After the pillow fight the tape momentarily went blank. When it came back on, I saw my brother’s image on the screen. He looked good. His shirt was tucked in; he was wearing a belt; he had even shaved. He was wearing his Walkman though — something he did only when he was drunk. He thought I didn’t know about his Walkman routine. He had a dumb smirk on his face, as if he were putting one over on me.

He was standing somewhere in Kennedy Airport with a woman who might have been attractive if she hadn’t been such an obvious drunk. She was skinny, with no muscle, and her skin was prematurely aged, her smile empty. She and my brother were standing next to each other and taking turns speaking, their voices barely audible. I turned up the volume and heard my brother say, “. . . in sickness and in health.”
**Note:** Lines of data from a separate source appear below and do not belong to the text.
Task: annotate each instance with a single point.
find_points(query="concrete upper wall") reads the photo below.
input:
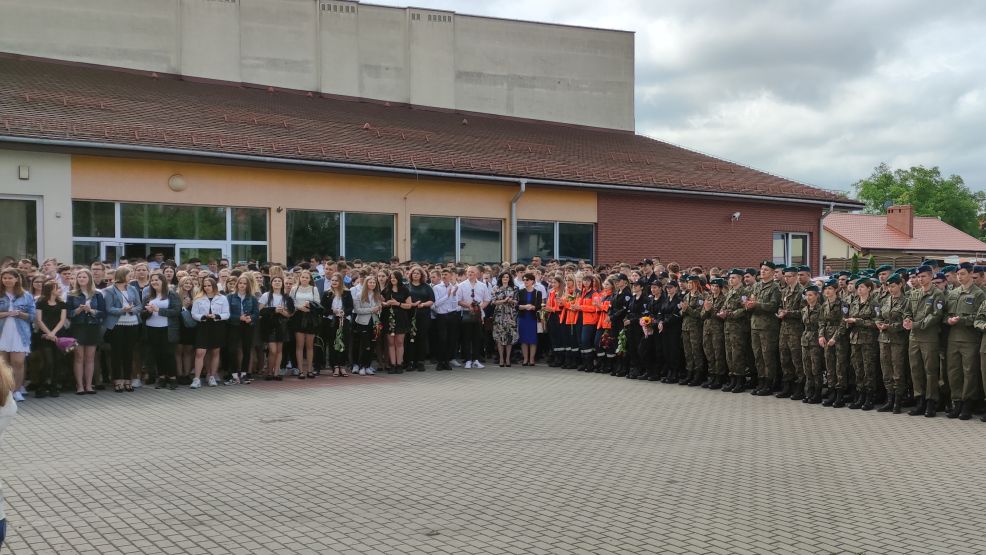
(416, 56)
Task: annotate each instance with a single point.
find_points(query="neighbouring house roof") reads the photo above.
(870, 232)
(85, 105)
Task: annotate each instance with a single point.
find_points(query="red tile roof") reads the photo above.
(53, 100)
(870, 232)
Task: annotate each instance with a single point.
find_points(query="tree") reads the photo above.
(927, 191)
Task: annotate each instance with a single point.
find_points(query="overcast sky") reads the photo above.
(818, 91)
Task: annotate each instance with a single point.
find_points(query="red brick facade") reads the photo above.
(691, 230)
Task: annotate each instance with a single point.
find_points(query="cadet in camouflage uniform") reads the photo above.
(763, 302)
(961, 306)
(736, 329)
(861, 323)
(893, 344)
(832, 337)
(792, 300)
(813, 356)
(713, 335)
(922, 317)
(691, 330)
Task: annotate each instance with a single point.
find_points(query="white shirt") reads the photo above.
(156, 320)
(469, 292)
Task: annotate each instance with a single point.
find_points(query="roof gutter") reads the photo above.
(252, 158)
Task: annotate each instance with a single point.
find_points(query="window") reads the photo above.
(20, 228)
(790, 249)
(433, 239)
(369, 236)
(480, 240)
(93, 219)
(561, 240)
(575, 241)
(147, 221)
(535, 239)
(312, 233)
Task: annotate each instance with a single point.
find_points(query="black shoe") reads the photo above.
(966, 413)
(955, 411)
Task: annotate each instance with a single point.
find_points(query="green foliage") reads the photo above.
(927, 191)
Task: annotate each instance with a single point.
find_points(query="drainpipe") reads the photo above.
(513, 220)
(821, 237)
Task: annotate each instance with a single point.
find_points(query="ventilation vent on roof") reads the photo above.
(531, 148)
(338, 8)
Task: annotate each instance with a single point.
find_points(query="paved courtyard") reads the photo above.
(518, 460)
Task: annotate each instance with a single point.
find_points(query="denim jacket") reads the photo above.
(25, 304)
(248, 306)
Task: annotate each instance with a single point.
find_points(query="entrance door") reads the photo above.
(204, 253)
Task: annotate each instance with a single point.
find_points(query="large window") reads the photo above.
(369, 236)
(354, 235)
(433, 239)
(19, 238)
(449, 239)
(790, 249)
(561, 240)
(107, 230)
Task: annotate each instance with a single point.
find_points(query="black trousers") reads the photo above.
(161, 351)
(472, 340)
(123, 342)
(448, 336)
(364, 344)
(239, 339)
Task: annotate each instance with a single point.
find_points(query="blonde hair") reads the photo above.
(6, 382)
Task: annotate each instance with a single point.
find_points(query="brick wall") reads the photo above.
(691, 230)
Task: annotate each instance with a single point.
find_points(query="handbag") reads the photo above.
(186, 318)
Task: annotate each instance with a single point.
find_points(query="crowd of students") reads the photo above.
(844, 340)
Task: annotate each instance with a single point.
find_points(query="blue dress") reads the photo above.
(527, 319)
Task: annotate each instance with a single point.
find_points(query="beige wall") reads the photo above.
(120, 179)
(834, 247)
(411, 55)
(49, 183)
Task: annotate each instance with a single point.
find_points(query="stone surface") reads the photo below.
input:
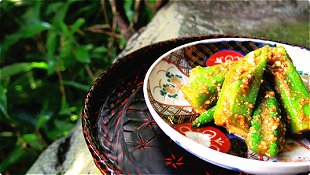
(279, 20)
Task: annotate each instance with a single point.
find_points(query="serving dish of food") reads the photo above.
(206, 94)
(124, 138)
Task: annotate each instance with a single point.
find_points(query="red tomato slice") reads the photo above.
(222, 56)
(208, 136)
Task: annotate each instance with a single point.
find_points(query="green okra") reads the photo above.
(239, 91)
(204, 118)
(203, 85)
(291, 89)
(267, 131)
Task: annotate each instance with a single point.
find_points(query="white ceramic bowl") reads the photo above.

They actually had a minister. He was probably the inspiration for the whole thing. Maybe my brother had seen him walk by whatever smoky airport lounge they’d been sitting in, and had chased him down. The minister, no doubt weary of performing such ceremonies, must have seen it either as his God-given duty, or as a fun story to tell during his flight. He may have been drunk himself.

And so, in the International Terminal of Kennedy Airport, my brother and my new sister-in-law were wed. The little Japanese boy was the best man. He did a wonderful job; had they exchanged rings, he would not have missed his cue. The girl who’d worn the towel on her head made a stunning bridesmaid in her Mickey Mouse sweat suit. The man behind the camera probably believed my brother would actually send him a copy of the tape.

My father says the wedding will never stand up in court, but I should save the tape, just in case. I watch it from time to time — not the wedding, but everything else. I laugh with the Japanese family in front of the Statue of Liberty. I stare out the cab’s window and bask in the mystique of a foreign city. I slip into a terry-cloth robe and swing a pillow wildly, all the while resting my finger on the remote control, ready to push STOP just before my brother appears.